The up-scheduling of codeine to a Prescription Only Medicine (Schedule 4) in February 2018 has resulted in a significant decrease in the amount of codeine supplied to Australian patients.
The decision to up-schedule codeine products to prescription only was taken after evidence showed that medicines containing low-dose codeine combined with paracetamol or nonsteroidal anti-inflammatory drugs (NSAIDs) - such as ibuprofen or aspirin - were generally no more effective than other non-codeine medicines. The codeine-containing combinations were also associated with a number of health risks including addiction leading to misuse, liver damage, gastrointestinal perforations, blood potassium imbalances and respiratory depression. These risks were judged to be too high for the codeine combination products to be supplied without oversight from a doctor.
A Therapeutic Goods Administration (TGA) analysis of pharmaceutical industry sales data provided by IQVIA - a company specialising in collating and analysing data sets in the health sector - showed that the total number of codeine-containing products supplied in Australia during 2018 was approximately 50 per cent lower than the average total supplied in the previous four years (17.1 million packs in 2018 compared to an average of 34.7 million per year from 2014-2017). The 2018 total included one month of sales data (January 2018) before the up-scheduling came into force, and so still includes some data for sales of over-the counter codeine-containing products.
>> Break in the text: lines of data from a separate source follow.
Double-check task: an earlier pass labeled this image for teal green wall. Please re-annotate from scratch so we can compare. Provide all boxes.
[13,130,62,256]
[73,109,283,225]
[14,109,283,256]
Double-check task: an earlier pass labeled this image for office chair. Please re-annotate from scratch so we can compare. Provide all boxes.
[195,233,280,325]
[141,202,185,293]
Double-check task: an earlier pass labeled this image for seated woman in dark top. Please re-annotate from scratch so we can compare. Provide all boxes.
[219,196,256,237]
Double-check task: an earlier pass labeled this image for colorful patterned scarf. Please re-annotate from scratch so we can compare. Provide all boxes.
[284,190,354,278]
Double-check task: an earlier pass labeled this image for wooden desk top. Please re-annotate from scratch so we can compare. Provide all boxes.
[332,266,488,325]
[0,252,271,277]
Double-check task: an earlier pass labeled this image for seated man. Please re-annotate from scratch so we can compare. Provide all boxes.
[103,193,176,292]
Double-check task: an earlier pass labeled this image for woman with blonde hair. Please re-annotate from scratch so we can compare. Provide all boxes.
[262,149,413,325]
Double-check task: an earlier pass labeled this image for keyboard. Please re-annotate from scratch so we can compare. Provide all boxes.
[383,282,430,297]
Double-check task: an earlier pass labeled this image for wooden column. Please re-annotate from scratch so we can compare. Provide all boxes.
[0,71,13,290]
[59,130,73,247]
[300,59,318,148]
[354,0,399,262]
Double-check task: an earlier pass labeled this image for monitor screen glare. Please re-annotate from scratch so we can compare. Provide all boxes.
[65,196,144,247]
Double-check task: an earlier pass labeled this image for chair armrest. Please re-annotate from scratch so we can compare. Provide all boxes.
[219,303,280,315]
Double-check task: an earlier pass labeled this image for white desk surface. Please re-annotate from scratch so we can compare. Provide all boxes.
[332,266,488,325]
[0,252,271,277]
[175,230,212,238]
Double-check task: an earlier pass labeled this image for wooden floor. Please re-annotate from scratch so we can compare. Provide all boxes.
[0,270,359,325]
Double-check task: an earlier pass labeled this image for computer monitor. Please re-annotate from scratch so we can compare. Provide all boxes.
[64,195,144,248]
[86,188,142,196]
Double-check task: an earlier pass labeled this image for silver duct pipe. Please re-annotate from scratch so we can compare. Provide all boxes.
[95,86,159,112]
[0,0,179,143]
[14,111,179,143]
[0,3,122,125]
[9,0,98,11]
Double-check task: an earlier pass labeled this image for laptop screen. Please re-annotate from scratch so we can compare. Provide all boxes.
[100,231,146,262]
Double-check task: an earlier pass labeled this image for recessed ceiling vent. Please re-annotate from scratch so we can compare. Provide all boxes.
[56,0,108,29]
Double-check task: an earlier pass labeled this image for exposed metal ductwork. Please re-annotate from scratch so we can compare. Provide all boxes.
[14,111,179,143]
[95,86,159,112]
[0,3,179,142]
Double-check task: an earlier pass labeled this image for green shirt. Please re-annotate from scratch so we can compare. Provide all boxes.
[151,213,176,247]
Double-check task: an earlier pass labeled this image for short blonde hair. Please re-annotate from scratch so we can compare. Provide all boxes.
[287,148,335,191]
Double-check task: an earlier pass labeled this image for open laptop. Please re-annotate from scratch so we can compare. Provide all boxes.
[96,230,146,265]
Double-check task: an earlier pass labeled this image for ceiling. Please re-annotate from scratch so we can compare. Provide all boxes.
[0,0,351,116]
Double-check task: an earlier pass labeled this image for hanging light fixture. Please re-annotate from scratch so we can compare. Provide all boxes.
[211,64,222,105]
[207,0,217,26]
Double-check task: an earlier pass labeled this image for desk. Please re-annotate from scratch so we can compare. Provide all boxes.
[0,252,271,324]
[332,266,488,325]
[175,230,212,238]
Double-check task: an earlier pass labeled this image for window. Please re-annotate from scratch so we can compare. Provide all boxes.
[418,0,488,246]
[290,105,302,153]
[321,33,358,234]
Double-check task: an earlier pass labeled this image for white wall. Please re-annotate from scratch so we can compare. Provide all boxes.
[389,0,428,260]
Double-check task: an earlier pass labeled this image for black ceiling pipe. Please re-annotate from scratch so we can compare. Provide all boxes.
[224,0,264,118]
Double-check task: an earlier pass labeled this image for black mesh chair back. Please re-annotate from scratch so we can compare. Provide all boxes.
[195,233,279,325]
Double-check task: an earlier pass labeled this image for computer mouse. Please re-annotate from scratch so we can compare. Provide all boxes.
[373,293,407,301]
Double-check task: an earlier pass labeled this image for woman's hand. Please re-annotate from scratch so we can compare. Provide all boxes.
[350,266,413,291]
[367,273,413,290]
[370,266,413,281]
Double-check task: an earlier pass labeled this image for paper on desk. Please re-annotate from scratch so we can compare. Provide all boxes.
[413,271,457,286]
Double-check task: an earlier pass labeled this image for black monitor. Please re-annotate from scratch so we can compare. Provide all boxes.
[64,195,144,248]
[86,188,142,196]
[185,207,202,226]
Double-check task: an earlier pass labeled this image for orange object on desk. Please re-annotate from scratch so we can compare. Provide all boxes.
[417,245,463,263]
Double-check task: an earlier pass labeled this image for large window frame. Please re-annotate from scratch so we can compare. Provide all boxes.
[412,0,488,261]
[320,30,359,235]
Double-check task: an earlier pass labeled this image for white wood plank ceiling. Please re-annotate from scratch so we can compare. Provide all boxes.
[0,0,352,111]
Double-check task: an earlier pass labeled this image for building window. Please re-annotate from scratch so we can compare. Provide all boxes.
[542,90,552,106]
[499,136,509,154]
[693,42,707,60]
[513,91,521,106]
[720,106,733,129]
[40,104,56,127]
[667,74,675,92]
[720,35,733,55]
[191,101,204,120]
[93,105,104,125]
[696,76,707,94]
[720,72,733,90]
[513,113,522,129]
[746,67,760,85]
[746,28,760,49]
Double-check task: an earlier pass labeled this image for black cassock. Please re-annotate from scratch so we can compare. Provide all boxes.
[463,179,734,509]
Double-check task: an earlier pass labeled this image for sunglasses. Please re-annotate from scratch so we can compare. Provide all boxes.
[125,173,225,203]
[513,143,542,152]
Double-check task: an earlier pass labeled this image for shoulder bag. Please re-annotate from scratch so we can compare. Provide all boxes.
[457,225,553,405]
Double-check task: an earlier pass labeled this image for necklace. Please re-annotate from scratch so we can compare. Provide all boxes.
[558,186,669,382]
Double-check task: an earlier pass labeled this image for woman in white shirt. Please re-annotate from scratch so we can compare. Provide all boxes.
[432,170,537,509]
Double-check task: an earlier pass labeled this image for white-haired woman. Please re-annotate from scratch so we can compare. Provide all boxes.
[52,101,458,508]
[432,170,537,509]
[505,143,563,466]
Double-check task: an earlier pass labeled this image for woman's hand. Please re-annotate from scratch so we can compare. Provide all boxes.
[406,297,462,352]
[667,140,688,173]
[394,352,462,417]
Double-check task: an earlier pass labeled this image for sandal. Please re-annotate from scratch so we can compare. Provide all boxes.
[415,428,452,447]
For the first 11 months after up-scheduling, more than 15.3 million packs of codeine-containing products were supplied in Australia, totalling 8254 kg of codeine. A projection of the quantities of codeine that would have been sold if there had been no up-scheduling and past supply trends had continued arrived at a figure of 15,213 kg. The actual amount supplied was 46 per cent less than this - indicating that up-scheduling had resulted in a decrease of 6959 kg of codeine supplied to patients.
The TGA also looked in detail at the supply of high-strength (30 mg codeine) Schedule 4 codeine-containing medicines. Our analysis does not support the assertion that many patients were switched from low- to high-strength codeine medicines after up-scheduling. Between February and December 2018, the supply of high-strength 30 mg Schedule 4 codeine was 7274 kg, as compared with the projected 6816 kg without up-scheduling. The difference was not statistically significant.
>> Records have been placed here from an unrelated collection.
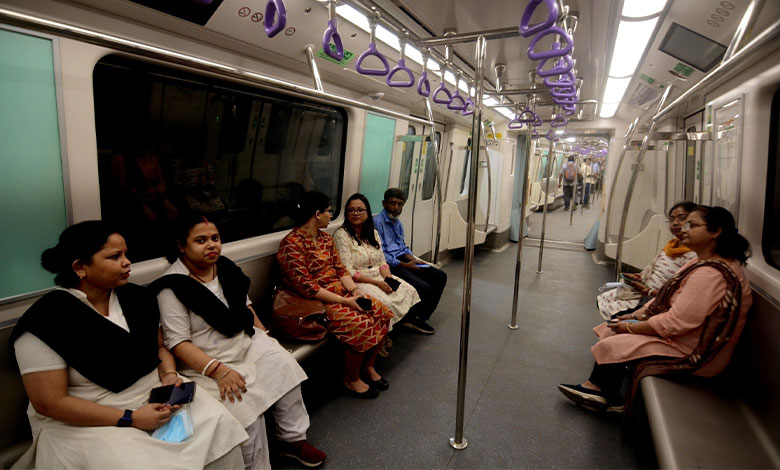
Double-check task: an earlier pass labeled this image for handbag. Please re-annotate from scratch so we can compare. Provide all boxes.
[271,287,328,342]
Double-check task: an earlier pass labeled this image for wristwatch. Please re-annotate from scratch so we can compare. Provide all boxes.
[116,410,133,428]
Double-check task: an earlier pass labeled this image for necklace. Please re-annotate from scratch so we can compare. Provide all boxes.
[190,264,217,284]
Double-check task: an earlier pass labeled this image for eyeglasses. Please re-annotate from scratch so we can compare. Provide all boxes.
[683,222,707,232]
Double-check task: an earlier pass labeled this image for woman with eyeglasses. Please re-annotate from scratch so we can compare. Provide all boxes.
[596,202,696,320]
[333,193,420,334]
[558,206,753,412]
[276,191,393,398]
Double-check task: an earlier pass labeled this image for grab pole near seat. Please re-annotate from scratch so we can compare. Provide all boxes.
[615,85,673,277]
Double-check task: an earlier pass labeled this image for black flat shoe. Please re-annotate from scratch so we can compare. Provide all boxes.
[362,377,390,391]
[342,384,379,398]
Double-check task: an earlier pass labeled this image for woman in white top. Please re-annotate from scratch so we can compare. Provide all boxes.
[333,193,420,330]
[11,221,247,469]
[596,202,696,320]
[150,216,325,469]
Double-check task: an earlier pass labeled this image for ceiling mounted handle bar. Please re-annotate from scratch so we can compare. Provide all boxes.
[520,0,558,38]
[264,0,287,38]
[385,33,414,88]
[355,13,390,77]
[544,70,577,88]
[322,0,344,62]
[536,48,573,77]
[528,26,574,60]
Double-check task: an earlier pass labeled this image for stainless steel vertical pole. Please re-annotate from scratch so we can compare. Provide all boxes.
[450,36,486,449]
[615,85,673,277]
[507,131,533,330]
[536,122,555,274]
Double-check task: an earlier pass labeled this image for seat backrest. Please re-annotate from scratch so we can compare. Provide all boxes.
[0,325,32,449]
The above supply estimates were based on a trend analysis of monthly per capita data between 2014 and 2018, using the IQVIA sales and ABS population data. The analysis was conducted for all codeine products combined, as well as separately for long-standing Schedule 4 and 8 high-strength (30 mg) codeine-containing products, and for the lower-strength codeine products that were up-scheduled. The analysis excluded the data between November 2016 and January 2018 because of considerable fluctuations in codeine product sales data that surrounded the public consultation and announcement of the up-scheduling.
Our modelling showed that the decreases in total codeine sales were not due to long-term trends in the monthly per capita supply, which we found to be stable.
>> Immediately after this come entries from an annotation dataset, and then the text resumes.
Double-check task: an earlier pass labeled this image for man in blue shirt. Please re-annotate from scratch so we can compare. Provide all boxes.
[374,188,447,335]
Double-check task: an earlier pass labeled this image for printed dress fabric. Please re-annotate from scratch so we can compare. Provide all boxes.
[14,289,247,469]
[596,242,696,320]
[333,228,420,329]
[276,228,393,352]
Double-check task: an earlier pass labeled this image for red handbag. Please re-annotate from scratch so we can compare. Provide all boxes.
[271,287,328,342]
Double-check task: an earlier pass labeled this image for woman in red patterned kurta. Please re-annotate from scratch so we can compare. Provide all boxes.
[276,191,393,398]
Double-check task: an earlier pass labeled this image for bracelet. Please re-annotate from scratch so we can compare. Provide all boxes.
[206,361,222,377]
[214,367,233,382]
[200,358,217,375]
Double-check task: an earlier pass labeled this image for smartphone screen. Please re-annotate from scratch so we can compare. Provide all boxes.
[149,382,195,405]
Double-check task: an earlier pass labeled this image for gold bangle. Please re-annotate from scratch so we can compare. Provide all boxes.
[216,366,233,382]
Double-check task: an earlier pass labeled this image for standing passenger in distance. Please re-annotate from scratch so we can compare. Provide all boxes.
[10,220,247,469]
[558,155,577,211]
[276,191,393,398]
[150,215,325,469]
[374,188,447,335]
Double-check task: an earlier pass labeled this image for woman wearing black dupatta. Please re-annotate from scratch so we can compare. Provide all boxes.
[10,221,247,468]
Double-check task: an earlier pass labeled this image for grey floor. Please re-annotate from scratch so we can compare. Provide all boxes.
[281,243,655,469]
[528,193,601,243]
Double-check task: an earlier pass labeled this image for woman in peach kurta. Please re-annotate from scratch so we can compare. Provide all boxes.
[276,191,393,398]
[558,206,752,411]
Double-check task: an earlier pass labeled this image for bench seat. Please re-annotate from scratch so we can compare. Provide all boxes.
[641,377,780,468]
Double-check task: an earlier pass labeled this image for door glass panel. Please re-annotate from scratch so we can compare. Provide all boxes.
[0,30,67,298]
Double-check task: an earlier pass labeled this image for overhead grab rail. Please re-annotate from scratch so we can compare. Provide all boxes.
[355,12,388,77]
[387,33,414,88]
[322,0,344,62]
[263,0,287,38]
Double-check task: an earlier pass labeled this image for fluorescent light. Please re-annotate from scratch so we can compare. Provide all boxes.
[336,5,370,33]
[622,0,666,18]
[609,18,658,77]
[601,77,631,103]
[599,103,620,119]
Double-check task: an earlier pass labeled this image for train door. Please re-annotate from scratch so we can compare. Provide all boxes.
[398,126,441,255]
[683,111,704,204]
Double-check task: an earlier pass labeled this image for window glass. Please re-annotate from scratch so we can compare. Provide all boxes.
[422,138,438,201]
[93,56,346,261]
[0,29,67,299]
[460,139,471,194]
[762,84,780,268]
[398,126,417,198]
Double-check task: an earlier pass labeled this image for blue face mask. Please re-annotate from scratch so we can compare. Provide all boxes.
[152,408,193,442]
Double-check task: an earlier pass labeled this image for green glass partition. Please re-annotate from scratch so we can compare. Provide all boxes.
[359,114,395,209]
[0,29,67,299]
The IQVIA data are aggregates and so do not allow us to draw conclusions about codeine usage among population subgroups (for example by age and sex) or trace individual patients' medicine supply over time.
We are currently undertaking further analyses of the IQVIA data and will also include comparisons with other data sets (for example, Pharmaceutical Benefits Scheme data) to further understand the impact of up-scheduling on the amounts of codeine dispensed. The TGA will publish the results of these analyses as they are completed.